Wednesday, March 1, 2017

Orbital dermoid cyst

Orbital dermoid cysts are congenital lesions representing closed sacs lined by an ectodermal epithelium and corresponding to the most common orbital tumour in children. They are typically divided according to whether or not they are deep (within the orbit) or superficial (adjacent to the orbital rim).
They correspond to ~2% of orbital tumours 5. Superficial location is much more frequent.
Superficial angular dermoid are usually diagnosed relatively early. As they grow slowly, less than 25% of them are identified at birth, and they usually manifest in the first decade of life. Clinical features include painless subcutaneous mass along the zygomaticofrontal and the frontoethmoidal sutures 1,3.
It is important to note that more than 80% occur in the upper outer quadrant or the lacrimal fossa (external angular dermoid) 1.
Deep dermoids tend to be diagnosed later in life with proptosis 6.
Dermoid cysts are thought to occur as a developmental anomaly in which embryonic ectoderm is trapped in the closing neural tube between the 5th-6th weeks of gestation1,3.
Stratified squamous epithelium lines dermoid cysts, like epidermoid cysts. Unlike epidermoid cysts, however, they also have epidermal appendages such as hair follicles, sweat and sebaceous glands. The latter is responsible for the secretion of sebum which imparts the characteristic appearance of these lesions on CT and MRI.

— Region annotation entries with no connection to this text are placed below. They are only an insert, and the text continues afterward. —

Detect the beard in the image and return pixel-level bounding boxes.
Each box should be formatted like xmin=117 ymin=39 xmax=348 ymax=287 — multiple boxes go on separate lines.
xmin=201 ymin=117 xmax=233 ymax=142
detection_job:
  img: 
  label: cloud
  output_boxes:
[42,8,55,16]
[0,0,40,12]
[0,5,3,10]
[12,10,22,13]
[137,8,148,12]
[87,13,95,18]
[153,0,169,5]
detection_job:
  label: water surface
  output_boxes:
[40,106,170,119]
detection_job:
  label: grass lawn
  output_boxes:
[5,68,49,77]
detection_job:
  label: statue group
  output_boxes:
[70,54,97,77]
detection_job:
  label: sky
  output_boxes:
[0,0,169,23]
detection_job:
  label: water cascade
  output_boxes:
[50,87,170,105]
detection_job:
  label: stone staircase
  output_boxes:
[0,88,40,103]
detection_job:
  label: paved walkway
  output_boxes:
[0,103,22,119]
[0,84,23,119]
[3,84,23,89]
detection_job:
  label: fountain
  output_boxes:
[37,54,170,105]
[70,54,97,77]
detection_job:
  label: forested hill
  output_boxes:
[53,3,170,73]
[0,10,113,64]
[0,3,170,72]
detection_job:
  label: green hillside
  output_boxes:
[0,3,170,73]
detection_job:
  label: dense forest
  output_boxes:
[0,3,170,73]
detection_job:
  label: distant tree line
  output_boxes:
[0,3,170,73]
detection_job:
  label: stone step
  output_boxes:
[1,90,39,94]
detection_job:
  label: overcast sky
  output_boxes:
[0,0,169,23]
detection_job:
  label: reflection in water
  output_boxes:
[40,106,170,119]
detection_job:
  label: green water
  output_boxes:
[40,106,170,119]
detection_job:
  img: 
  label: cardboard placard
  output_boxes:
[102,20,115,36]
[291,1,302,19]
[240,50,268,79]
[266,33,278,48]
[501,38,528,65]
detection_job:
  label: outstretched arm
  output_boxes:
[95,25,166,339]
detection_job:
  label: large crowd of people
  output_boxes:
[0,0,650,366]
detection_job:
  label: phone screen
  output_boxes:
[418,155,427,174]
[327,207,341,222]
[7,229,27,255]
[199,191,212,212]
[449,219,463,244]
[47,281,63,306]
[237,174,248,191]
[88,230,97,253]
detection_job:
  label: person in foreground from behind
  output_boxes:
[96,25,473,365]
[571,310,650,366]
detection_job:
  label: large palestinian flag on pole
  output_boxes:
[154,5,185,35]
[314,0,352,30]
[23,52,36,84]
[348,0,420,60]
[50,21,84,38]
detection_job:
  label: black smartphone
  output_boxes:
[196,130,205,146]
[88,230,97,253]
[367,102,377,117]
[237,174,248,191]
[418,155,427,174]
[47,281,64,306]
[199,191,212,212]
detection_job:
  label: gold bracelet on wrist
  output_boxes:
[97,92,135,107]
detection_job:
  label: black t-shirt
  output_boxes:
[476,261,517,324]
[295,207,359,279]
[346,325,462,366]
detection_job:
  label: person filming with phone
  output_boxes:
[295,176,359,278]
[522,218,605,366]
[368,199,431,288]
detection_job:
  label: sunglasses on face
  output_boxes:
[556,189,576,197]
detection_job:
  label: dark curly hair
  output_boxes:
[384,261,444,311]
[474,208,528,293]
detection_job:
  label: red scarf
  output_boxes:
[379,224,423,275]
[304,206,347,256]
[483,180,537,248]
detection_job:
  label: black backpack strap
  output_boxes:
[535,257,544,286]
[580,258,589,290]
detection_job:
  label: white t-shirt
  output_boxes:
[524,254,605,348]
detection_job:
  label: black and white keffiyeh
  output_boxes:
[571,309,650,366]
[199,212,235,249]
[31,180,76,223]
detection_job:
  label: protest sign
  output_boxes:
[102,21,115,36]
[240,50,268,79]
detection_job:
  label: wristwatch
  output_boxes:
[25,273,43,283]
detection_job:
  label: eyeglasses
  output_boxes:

A common misconception is that dermoid cysts contain adipose tissue. This is not the case, as lipocytes are mesodermal in origin, and dermoid cysts (by definition) are purely ectodermal. A dermoid cyst with adipose tissue would be a teratoma.
These lesions are usually extraconal, non-enhancing masses with smooth margins, cystic and/or solid components which are demonstrated on imaging by fat, fluid or soft tissue signal; occasionally calcifications may be present. Ruptured dermoids may show adjacent inflammatory changes (see case 2).
Treatment and prognosis depend on size, location and involvement of orbital structures. While a superficial lesion may barely need a cosmetic excision, a deeper one may require more invasive methods involving micro-dissection, orbitotomy, and rarely intracranial exploration if the lesion extends to that extent 7.